No really, I walked into a wall
I joked last weekend that the bride would probably fire me if I showed up at her wedding with a black eye. A few days earlier, I snarled at Rob that he couldn’t demonstrate a beat-down technique on me because my arms bruise easily.
In 2003, toward the end of the U-Haul unloading, I whacked my head on the latch of the trailer and gashed my scalp. It was about 4:45 p.m., and my mother said, “Stop bleeding so we can return the trailer by 5.”
So yesterday, on the sixth and final, nonconsecutive day of moving, I was waiting for the dryer to finish (yes I did take two loads of laundry to Olympia because there’s a washer and dryer there and not here), and the carpet was vacuumed and the shower and sinks sprayed with Lysol with bleach.
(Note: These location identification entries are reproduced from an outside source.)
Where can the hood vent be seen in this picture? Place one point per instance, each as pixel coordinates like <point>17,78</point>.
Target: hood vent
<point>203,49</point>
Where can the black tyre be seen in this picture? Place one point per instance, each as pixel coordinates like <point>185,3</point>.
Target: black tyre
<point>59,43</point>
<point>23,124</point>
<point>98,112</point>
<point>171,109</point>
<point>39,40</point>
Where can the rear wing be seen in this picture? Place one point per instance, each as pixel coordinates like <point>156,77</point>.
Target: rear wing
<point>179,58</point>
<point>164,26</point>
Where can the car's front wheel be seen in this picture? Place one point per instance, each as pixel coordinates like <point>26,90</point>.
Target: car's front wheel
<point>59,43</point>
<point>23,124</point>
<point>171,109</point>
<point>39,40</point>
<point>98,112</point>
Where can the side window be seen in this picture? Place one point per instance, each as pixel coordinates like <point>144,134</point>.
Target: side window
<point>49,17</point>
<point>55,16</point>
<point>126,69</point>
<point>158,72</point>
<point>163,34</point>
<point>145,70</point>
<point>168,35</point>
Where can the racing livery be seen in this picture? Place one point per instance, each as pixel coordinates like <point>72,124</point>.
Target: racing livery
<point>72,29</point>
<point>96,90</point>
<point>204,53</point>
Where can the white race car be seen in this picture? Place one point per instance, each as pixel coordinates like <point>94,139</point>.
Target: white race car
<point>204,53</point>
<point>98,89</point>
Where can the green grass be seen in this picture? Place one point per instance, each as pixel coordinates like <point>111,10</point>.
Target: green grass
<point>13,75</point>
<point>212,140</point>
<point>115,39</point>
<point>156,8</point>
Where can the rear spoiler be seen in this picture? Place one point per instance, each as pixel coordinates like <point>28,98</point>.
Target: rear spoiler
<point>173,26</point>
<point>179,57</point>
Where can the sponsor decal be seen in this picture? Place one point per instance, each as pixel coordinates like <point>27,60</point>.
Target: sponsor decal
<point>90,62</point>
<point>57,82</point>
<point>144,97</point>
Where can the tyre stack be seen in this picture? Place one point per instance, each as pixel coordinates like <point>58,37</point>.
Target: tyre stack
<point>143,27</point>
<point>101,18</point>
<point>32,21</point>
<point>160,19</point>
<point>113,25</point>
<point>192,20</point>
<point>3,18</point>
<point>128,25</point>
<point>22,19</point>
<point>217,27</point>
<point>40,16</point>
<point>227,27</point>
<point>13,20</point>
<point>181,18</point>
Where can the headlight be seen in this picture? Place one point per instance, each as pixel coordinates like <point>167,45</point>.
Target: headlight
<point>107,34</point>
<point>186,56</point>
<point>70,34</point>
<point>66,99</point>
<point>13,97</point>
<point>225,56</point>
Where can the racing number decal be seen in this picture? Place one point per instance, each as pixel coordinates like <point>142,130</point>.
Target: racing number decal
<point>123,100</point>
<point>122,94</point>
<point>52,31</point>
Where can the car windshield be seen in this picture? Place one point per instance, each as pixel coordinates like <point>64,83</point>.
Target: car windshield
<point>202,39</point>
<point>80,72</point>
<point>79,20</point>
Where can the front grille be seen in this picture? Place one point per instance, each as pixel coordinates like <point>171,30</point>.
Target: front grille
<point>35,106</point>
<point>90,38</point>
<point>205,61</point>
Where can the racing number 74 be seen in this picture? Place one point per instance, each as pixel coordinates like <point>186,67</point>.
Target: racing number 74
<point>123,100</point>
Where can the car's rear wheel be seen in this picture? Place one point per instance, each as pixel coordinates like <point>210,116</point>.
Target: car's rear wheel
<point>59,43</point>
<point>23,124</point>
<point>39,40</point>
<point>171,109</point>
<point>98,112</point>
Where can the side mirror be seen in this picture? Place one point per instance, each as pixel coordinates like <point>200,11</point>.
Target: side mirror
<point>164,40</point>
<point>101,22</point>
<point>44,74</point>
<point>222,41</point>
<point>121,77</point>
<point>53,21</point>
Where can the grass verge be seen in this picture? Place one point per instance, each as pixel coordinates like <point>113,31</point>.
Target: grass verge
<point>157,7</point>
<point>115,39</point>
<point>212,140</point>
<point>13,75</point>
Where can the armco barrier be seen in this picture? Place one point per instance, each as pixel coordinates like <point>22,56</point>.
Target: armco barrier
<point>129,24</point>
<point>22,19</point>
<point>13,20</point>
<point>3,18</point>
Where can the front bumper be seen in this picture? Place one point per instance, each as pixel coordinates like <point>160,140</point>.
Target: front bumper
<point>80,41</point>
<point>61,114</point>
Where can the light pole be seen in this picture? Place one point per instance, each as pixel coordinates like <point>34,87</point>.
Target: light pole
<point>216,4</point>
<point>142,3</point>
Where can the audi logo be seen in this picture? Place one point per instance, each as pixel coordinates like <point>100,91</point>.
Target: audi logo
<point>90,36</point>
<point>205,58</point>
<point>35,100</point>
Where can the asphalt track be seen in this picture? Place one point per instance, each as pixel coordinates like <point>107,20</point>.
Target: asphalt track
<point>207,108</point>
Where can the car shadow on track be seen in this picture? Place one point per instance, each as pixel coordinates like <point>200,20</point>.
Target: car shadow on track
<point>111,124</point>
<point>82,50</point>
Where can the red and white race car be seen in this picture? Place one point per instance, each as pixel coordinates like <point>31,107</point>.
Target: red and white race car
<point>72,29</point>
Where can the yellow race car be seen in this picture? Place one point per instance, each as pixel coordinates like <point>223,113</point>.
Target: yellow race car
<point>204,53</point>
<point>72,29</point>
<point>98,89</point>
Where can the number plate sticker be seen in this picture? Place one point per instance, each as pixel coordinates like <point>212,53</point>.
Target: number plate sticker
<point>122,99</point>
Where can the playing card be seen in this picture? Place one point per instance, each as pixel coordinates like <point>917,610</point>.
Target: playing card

I noticed some spots of blood on the window slats where Emerald liked to rub his spines after I tortured him by pulling off stubborn shed.
I strode across the living room to reach through the space above the counter-top/bar into the kitchen to get the bottle of cleaner. Evidently I forgot that there was wall above the empty space and I smacked my forehead into it. Hard.
Rob asked me if I cried. I didn’t really, because I was so startled. I was afraid to remove my hand because if there was blood, a) it would scar and b) I’d probably have to go to the Emergency Room and that would definitely keep me from getting home by the time Rob got off work.
There was no blood, but there’s an ugly bump, and some broken blood vessels. I look a little like a vampire partway through the prosthetic process on Buffy the Vampire Slayer.
Guess I won’t be taking new passport pictures this weekend.
Speaking of U-Haul, (no really, I did, a few grafs up) why are its employees required to be jerks? Like they’re doing me a huge favor by letting me borrow their trailer?
I wanted to get a 6 x 12 trailer, but learned that despite the website’s assessment, my hitch couldn’t handle it. We got a 5 x 8, and man, you wouldn’t believe how Rob packed all the furniture and most of my worldy possessions into that thing and my car.
Except a rose bush, a lamp and a vacuum cleaner, which actually is his. So that’s why I went back yesterday.